Of 729 patients, 284 (39%) underwent no local treatment, 176 (24%) underwent radical prostatectomy ± radiation and 269 (37%) underwent radiation alone. On multivariable analysis, men with prior prostatectomy had improved overall (HR, 0.71; p=0.005) and cancer specific survival (HR, 0.55; p<0.001) compared to men with no prior local therapy. This improvement in overall (HR, 0.89; p=0.219) and cancer specific survival (HR, 0.87; p=0.170) was not seen in men with prior radiation alone.
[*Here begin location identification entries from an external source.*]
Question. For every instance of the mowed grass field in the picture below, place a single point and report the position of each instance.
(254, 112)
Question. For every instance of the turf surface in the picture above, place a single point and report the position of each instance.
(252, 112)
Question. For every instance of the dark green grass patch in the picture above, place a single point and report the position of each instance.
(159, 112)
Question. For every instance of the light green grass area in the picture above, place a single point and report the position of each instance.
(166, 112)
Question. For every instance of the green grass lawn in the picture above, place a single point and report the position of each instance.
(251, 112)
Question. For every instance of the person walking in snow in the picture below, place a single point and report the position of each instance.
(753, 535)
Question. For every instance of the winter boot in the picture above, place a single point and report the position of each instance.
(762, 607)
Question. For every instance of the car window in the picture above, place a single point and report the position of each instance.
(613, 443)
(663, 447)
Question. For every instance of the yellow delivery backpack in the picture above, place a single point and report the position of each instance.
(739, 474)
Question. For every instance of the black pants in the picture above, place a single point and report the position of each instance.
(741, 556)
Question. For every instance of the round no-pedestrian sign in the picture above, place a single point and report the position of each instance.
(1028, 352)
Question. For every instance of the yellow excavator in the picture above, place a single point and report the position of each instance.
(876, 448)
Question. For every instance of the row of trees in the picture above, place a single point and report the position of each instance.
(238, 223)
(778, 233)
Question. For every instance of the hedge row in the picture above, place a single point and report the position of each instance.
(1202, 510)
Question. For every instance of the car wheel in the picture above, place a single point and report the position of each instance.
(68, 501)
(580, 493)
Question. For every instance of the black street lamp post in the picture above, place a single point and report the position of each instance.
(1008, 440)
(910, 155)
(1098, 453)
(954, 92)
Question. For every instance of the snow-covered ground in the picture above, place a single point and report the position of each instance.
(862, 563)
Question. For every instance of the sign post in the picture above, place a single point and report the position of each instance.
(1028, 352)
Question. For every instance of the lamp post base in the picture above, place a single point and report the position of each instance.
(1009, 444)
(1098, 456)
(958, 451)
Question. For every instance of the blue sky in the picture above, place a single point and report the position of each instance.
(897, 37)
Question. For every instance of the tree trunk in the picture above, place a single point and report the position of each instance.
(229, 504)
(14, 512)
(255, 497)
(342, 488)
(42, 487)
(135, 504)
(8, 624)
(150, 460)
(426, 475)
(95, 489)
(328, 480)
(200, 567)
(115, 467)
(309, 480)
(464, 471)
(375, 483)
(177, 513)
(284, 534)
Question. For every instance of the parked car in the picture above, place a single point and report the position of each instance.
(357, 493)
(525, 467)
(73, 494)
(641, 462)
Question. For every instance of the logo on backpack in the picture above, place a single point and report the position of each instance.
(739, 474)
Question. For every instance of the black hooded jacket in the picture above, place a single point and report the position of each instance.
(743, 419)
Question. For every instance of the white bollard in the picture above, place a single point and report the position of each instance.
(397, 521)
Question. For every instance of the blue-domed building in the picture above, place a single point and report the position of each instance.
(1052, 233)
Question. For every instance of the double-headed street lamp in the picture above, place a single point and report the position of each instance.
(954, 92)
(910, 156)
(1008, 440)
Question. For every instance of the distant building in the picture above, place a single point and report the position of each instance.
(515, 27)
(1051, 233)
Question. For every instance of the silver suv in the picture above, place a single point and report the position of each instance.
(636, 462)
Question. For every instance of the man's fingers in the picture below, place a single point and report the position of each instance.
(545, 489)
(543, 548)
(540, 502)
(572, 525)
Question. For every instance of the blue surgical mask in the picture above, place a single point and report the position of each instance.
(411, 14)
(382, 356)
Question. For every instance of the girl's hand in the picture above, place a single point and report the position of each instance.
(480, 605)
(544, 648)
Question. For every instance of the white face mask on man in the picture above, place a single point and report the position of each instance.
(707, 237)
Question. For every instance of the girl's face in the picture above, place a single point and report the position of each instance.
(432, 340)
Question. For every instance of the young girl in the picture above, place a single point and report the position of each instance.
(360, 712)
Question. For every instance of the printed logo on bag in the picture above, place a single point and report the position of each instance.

After further adjusting for comorbidity with Charlson Comorbidity Index, patients with prior prostatectomy still had improved overall survival (HR, 0.70; p=0.003) while this was not seen in patients who received prior radiation alone (HR, 0.88, p=0.185).

Conclusions:

Independent of patient and disease related factors, men with mCRPC who had undergone prior radical prostatectomy have improved overall and cancer-specific survival compared to those with no prior local therapy.

Keywords: local therapy, mCRPC, prostate cancer, radical prostatectomy, radiation therapy

Introduction

Despite significant advances chemotherapy and androgen deprivation therapies, survival for men with metastatic prostate cancer has not significantly improved over the past 20 years.(1) With modern combination systemic therapy, survival rates can be improved. (2, 3) However, despite these combination, the death rate remains high and there remains no cure. As such, has been growing interest in recent years in the role of prior local therapy when the tumor was presumed to be clinically localized on outcomes among men with metastatic prostate cancer. (4)

Earlier studies have shown an increased response to ADT in patients with metastatic disease who had undergone prior local therapy.(5) Previous radical prostatectomy (RP) in patients with metastatic castration-sensitive prostate cancer has also been associated with a decrease in the risk of death. (6, 7) Outside of patients with castration-sensitive disease, the effects of previous local treatment on survival in men with advanced metastatic castration-resistant prostate cancer (mCRPC) disease remains unknown. (8)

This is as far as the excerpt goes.